Qual è la maggiore responsabilità della Chiesa verso gli italiani?

È difficile assolvere Pio IX dall’aver proclamato l’infallibilità del papa e dall’aver obbligato i cattolici ad astenersi dalla vita politica. Questo ha determinato una frattura profondissima nella società.

L’egemonia democristiana è un fatto.

Ed ancora più un fatto che dopo il disfacimento della Democrazia cristiana, che era composta da uomini di fede, la Chiesa sia presente nella politica più di prima, in tutti i partiti. Dopo Conte, che è uno scherzo della storia ma col quale avremo ancora a che fare, è arrivato Mario Draghi accolto, come sempre capita in Italia e anche questo è un portato della Chiesa, da aspettative messianiche. Ma si dà il caso che il papa sia un gesuita, Draghi abbia studiato dai gesuiti, il presidente della Repubblica Sergio Mattarella sia un ex democristiano radicatissimo nell’Azione cattolica; si può dire che la Chiesa non conti in politica?

Il repubblicano Giovanni Spadolini scrisse Il Tevere più largo auspicando una netta cesura tra la Roma dello Stato e la Roma dei papi. Non è andata così?

A Roma abito a due passi dalle mura vaticane e il Tevere è solo un rigagnolo. Nel Tevere ci sguazzano, si fa finta di darsi i calci. Tuttavia è vero che c’è una progressiva laicizzazione dell’Italia.

Ma c’è anche una robusta contestazione verso Jorge Mario Bergoglio, un papa che indulge molto al politically correct…

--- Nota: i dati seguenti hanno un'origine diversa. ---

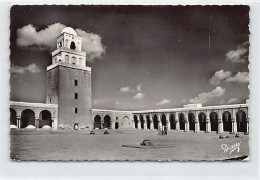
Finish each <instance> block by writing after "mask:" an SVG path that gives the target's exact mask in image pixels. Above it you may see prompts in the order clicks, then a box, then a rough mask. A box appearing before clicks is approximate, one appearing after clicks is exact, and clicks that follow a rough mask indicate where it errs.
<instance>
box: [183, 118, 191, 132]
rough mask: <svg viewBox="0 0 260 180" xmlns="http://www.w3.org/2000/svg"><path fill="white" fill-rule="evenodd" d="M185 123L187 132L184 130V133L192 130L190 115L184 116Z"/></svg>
mask: <svg viewBox="0 0 260 180" xmlns="http://www.w3.org/2000/svg"><path fill="white" fill-rule="evenodd" d="M184 122H185V130H184V132H188V131H189V129H190V126H189V118H188V114H187V113H185V114H184Z"/></svg>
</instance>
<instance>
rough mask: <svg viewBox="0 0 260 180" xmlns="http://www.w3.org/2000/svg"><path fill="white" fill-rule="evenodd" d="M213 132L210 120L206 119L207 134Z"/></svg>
mask: <svg viewBox="0 0 260 180" xmlns="http://www.w3.org/2000/svg"><path fill="white" fill-rule="evenodd" d="M210 132H211V124H210V119H206V133H210Z"/></svg>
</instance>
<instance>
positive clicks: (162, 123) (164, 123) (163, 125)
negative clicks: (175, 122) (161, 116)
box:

Questo è un papa pauperista che ha capito che il futuro della Chiesa sta in Africa e in Asia. Credo che però venga apprezzato più per i suoi aspetti esteriori, mentre è contestato perché sta imprimendo un’effettiva svolta all’istituzione ecclesiastica. Sugli scandali finanziari di sicuro, un po’ meno sulla pedofilia. Quanto al politicamente corretto è il vero male della nostra epoca. Ma anche questo sarà un pontificato breve, com’è stato quello di Benedetto XVI. Sarà la storia a giudicare, resta il fatto che secondo me c’è una certa continuità tra i due pontificati. La Chiesa cambia con il cambiare dei papi, ma tende a tornare se stessa.

Eppure in Germania i vescovi si sono affidati a una donna.

Non ci saranno mai donne sacerdote, come la Chiesa non verrà mai meno ad alcuni suoi dogmi. Il motivo sta nel fatto che si richiama ai testi sacri, a testi arcaici. Forse questo papa la farebbe volentieri un’apertura alle donne, ma non può contrastare la verità rivelata. Alle donne nella Chiesa dedico molta attenzione, a cominciare dalle lotte che ha fatto Lucetta Scaraffia (l’ex responsabile dell’inserto culturale femminile dell’Osservatore romano, dimessasi in polemica con i nuovi vertici del giornale, ndr). Epperò sono rivoluzioni mancate.

Sempre dalla Germania arriva anche un’apertura alle tesi di Martin Lutero, qualcosa dunque si muove?

Lutero ha posto l’etica del lavoro, Max Weber diceva che il denaro è un premio per chi bene opera, la Chiesa ha definito il denaro lo sterco del diavolo. Credo che Marx ci abbia azzeccato a definire la religione come «oppio dei popoli».

Per disintossicarsi bisogna leggere il suo nuovo saggio? E magari farlo diventare anche un libro di testo?

Molti dei miei libri, anche la mia tesi su Giuseppe Bottai ristampata ora, dopo 40 anni sono ancora nelle librerie. Non so se servono a «disintossicarsi», di certo sono un altro punto di vista; io scrivo l’antistoria e conoscerla fa di sicuro bene.